There exists a fine line between normalising this issue and falsely representing it. Savannah Brown, spoken word poet, identifies the source of this as Tumblr in a Youtube video. Although the influence has spread to other social media platforms as well. She further says, “People were tagging things like proana which is proanorexia… which is obscene because it is not just romanticising an illness but also making it out to be a good thing. It’s literally saying that this is something you should strive to be.” while referring to tags on social media platforms campaigning for eating disorders.

These connotations and misrepresentations of mental illnesses have led to several problematic consequences. Firstly, it trivialises the gravity of mental illnesses and the sufferings of the people who have them. The pain and agony are depicted in pop-culture as quirky or ‘relatable’ and thus reducing it to mere traits or habits every individual has. This creates a single and incorrect narrative of what comprises of that illness. This is sickening and reflects an extreme lack of sensitivity towards those who have gone or are going through it. Secondly, it creates this hierarchy where some illnesses hold aspirational value subsequently relegating others like Bipolar Disorder to the background.

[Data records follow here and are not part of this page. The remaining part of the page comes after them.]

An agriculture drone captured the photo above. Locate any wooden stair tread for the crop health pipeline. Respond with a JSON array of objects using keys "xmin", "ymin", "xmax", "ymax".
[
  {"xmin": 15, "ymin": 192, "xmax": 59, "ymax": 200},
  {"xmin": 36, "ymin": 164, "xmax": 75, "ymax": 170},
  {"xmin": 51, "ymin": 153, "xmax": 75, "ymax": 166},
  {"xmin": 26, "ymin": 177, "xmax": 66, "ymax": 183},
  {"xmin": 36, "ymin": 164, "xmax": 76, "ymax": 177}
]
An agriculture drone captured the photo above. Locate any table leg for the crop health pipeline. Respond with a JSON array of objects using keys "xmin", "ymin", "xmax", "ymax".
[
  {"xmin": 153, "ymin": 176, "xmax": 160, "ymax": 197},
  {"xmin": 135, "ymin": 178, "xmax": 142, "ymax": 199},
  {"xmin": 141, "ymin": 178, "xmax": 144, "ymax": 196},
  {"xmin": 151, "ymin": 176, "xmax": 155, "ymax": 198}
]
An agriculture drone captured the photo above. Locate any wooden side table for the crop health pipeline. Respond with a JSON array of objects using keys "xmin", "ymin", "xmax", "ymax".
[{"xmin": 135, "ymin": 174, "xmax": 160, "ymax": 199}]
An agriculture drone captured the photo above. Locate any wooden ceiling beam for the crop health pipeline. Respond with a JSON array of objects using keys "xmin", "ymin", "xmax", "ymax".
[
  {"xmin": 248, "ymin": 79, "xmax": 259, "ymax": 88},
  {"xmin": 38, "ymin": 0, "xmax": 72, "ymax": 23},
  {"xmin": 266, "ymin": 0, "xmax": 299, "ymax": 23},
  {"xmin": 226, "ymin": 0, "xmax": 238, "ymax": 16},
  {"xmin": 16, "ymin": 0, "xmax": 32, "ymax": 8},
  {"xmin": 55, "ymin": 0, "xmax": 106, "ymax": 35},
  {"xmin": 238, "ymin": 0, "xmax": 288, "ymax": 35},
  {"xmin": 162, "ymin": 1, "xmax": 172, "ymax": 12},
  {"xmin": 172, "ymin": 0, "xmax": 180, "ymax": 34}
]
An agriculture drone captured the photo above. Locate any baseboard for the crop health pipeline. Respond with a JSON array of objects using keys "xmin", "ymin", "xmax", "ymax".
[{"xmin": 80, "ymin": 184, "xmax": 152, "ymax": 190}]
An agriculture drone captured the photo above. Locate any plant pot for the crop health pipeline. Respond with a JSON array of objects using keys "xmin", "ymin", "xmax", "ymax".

Sanjula Gupta, a first year student of Psychology at Kamala Nehru College remarks, “The very fact that artists’ work is attributed to their mental illness and how Van Gogh’s Starry Night is romanticised, is a clear example of how we lack sensitivity when it comes to portrayal of mental illness and the narrative surrounding it”.

A post on Tumblr reads, “pretty girls don’t eat”, keeping in mind that the growing use of these platforms is by teenagers and young-adults, such posts can have devastating effects. This becomes the third problem accruing. What is necessary is a true representation and an end to it being glamourised. Using creative freedom comes with sets of responsibility to be met. Mental health is no joke and requires the utmost level of carefulness. With today’s culture of trends and easy access to the internet and all its content, it becomes each individual’s prerogative to make careful judgements of what they see and what they spread.